The Holy Land Honors Private Citizen Yeltsin

JERUSALEM -- Making his first trip abroad since his abrupt resignation Dec. 31, former President Boris Yeltsin visited Israel and the Palestinian territories for Orthodox Christmas, telling reporters he was settling in "gradually" to his new life as a private citizen.

But little adjustment seemed necessary: Yeltsin, who traveled with an entourage that included top officials, scores of journalists, his family, his doctor and his cook, was accorded all the pomp, honor and aggressive security appropriate to a visiting head of state.

And a spokesman explained to reporters that Yeltsin should not be referred to as a former president but as Russia's first president. "He's the president and will always be," Dmitry Yakushkin said. "It's a sign of honor for him."

Appearing pale but relaxed and cheerful, Yeltsin, 68, was greeted with honor guards, trumpets and toasts at a lunch in Jerusalem with Israeli President Ezer Weizman and at a dinner given by Palestinian Authority President Yasser Arafat.

During a ceremony Thursday, Yeltsin and the presidents of Greece, Georgia, Belarus, Ukraine and Moldova - who all came to Jerusalem for Friday's celebration of Orthodox Christmas - were awarded the Order of the Knights of the Holy Sepulcher, the highest honor given by the Greek Orthodox patriarchate for service to the faith.

It was acknowledged by the patriarchate that not all of the honorees, some of them former Communist Party potentates, had always made life easy for Christians in their regions, with one of the bishops saying the award had a "teaching" purpose.

Throughout the day Thursday, Yeltsin spoke out on issues ranging from Palestinian statehood to the controversial war Russia is fighting in Chechnya. He also referred, briefly, to his decision to step down Dec. 31, saying his soul had been "in pain for the simple people of Russia."

He didn't elaborate.

Regarding Chechnya, Yeltsin predicted the war, which began in early October, would last at most "two more months."

"Then, we will plant our Russian flag in Chechnya," Yeltsin said.

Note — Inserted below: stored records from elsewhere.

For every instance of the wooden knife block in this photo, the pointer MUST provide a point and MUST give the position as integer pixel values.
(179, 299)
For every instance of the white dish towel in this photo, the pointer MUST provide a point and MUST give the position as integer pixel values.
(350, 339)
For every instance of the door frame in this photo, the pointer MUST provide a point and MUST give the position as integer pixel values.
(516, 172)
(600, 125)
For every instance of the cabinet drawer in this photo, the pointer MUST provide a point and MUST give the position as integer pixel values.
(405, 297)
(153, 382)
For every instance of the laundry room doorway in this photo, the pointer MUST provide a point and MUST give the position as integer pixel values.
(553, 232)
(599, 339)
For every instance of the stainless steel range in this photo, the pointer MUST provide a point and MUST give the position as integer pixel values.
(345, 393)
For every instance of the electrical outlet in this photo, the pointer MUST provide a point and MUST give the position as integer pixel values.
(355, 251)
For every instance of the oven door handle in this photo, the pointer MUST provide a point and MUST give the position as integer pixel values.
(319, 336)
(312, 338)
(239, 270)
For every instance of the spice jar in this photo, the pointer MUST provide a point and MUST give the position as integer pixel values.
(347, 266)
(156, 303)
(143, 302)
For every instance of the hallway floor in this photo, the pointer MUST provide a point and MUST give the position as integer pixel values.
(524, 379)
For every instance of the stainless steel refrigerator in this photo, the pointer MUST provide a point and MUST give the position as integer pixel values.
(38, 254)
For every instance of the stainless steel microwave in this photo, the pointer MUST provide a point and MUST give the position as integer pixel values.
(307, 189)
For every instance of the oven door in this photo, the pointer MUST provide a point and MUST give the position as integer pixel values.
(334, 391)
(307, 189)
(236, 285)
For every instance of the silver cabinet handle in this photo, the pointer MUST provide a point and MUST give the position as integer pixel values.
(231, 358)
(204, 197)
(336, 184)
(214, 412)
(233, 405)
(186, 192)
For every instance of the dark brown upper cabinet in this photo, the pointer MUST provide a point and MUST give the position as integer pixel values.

Israeli Interior Minister Natan Sharansky, a guest at Weizman's luncheon, said Israel and Russia share a threat from Islamic fundamentalists, but he echoed the concern, widespread among Western governments, that the Russian campaign in Chechnya is brutal, inflicting unacceptable casualties and suffering on the republic's civilian population.

"It is very dangerous to turn the struggle against terrorism into a struggle against a whole people," he said.

In the West Bank, Yeltsin and Arafat, who have met many times before, greeted each other with hugs and then clasped hands as they inspected a Palestinian honor guard.

Arafat received assurances from Yeltsin that Russia, under acting President Vladimir Putin, will continue its strong support for Palestinian statehood. "I want to tell my friend that he should believe in Russia and trust Russia," Yeltsin said.

Back in Moscow, Putin and other top officials attended Christmas Day services that began Friday and lasted until early Saturday in the newly restored Christ the Savior Cathedral.

Patriarch Alexy II conducted the service in the cathedral. Putin, Defense Minister Igor Sergeyev, Moscow Mayor Yury Luzhkov, former Prime Minister Yevgeny Primakov and nationalist leader Vladimir Zhirinovsky were among those at the services.

The Christ the Savior Cathedral has become a symbol of the Orthodox Church's revival and its close relationship with the state. The church was built by Tsar Alexander I to commemorate victory over Napoleon in 1812.

Josef Stalin ordered the destruction of the cathedral, and the giant edifice was blown up Sept. 5, 1931 and replaced by a municipal swimming pool. Reconstruction began in the mid-1990s.